Are High-Deductible HSA Accounts Taxable?
Health savings accounts (HSA) are designed to work in conjunction with a high-deductible health plan, allowing you to save money for health-related expenses. When used for health-related expenses, the funds in your HSA can be withdrawn on a tax-free basis. There are instances where the funds would become taxable, according to the Internal Revenue Service.-
Non-Qualified Expenses
-
Although the list of qualified medical expenses is somewhat broad for an HSA, if you use funds for an expense that isn't qualified, this distribution would be considered a taxable distribution. In addition to the distribution being treated as income, you will also have to pay a 10 percent penalty tax on this amount. The 10 percent penalty is waived if you take a distribution after you become disabled, reach age 65 or pass away.
Deemed Distributions
-
The Internal Revenue Service specifies that if you participate in any prohibited transactions as outlined in section 4975 with your HSA that those transactions will be taxable events. Some examples of prohibited transactions are selling, leasing or exchanging property between you and the HSA; lending money between you and the HSA; or furnishing goods, services or facilities between you and the HSA. Deemed distributions are also subject to a 10 percent penalty tax.
Death of the HSA Holder
-
If the owner of an HSA passes away, the account will still be treated as an HSA if the beneficiary is the spouse of the HSA owner, and no taxes will be owed.
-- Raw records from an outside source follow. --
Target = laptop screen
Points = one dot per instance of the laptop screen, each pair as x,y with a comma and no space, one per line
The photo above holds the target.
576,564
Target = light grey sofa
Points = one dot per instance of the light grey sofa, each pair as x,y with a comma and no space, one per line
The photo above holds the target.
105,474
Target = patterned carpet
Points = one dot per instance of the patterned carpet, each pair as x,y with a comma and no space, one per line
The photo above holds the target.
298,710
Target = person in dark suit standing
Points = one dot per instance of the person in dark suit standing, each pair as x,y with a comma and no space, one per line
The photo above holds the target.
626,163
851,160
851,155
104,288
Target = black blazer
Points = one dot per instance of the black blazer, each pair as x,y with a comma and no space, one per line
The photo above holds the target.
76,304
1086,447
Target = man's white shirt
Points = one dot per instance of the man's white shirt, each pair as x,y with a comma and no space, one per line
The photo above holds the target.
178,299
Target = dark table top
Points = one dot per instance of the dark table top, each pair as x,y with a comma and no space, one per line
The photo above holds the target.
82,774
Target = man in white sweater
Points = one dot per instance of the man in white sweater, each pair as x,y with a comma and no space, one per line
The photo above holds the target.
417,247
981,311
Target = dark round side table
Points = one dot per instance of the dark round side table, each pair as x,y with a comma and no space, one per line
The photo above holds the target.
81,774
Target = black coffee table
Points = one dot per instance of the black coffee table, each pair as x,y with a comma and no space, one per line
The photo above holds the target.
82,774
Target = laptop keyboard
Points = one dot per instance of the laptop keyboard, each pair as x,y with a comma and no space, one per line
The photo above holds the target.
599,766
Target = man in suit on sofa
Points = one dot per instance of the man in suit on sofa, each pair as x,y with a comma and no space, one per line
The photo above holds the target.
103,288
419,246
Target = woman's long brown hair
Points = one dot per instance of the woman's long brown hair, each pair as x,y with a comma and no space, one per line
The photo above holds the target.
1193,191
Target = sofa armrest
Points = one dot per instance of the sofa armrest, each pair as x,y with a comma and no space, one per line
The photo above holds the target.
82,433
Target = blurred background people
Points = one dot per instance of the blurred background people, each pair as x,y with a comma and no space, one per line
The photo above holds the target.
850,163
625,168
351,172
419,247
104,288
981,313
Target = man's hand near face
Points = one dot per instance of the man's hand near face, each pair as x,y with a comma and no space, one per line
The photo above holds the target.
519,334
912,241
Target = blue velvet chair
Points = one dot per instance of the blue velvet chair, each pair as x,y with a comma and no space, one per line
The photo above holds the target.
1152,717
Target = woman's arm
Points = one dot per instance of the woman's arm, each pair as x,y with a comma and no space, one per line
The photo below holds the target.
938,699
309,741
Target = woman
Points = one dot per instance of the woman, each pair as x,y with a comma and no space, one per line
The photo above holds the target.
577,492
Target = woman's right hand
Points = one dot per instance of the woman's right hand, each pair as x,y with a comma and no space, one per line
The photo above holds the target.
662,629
If the beneficiary is not the spouse of the HSA owner, the account will cease to be an HSA, and the fair market value of the account will be considered income to the beneficiary.
Excess Long Term Care Insurance Premium
-
Each year, the Internal Revenue Service determines how much long term care insurance premium is deductible. This deductible amount can be paid from your HSA without tax consequences. Any amount in excess of this could be considered taxable income.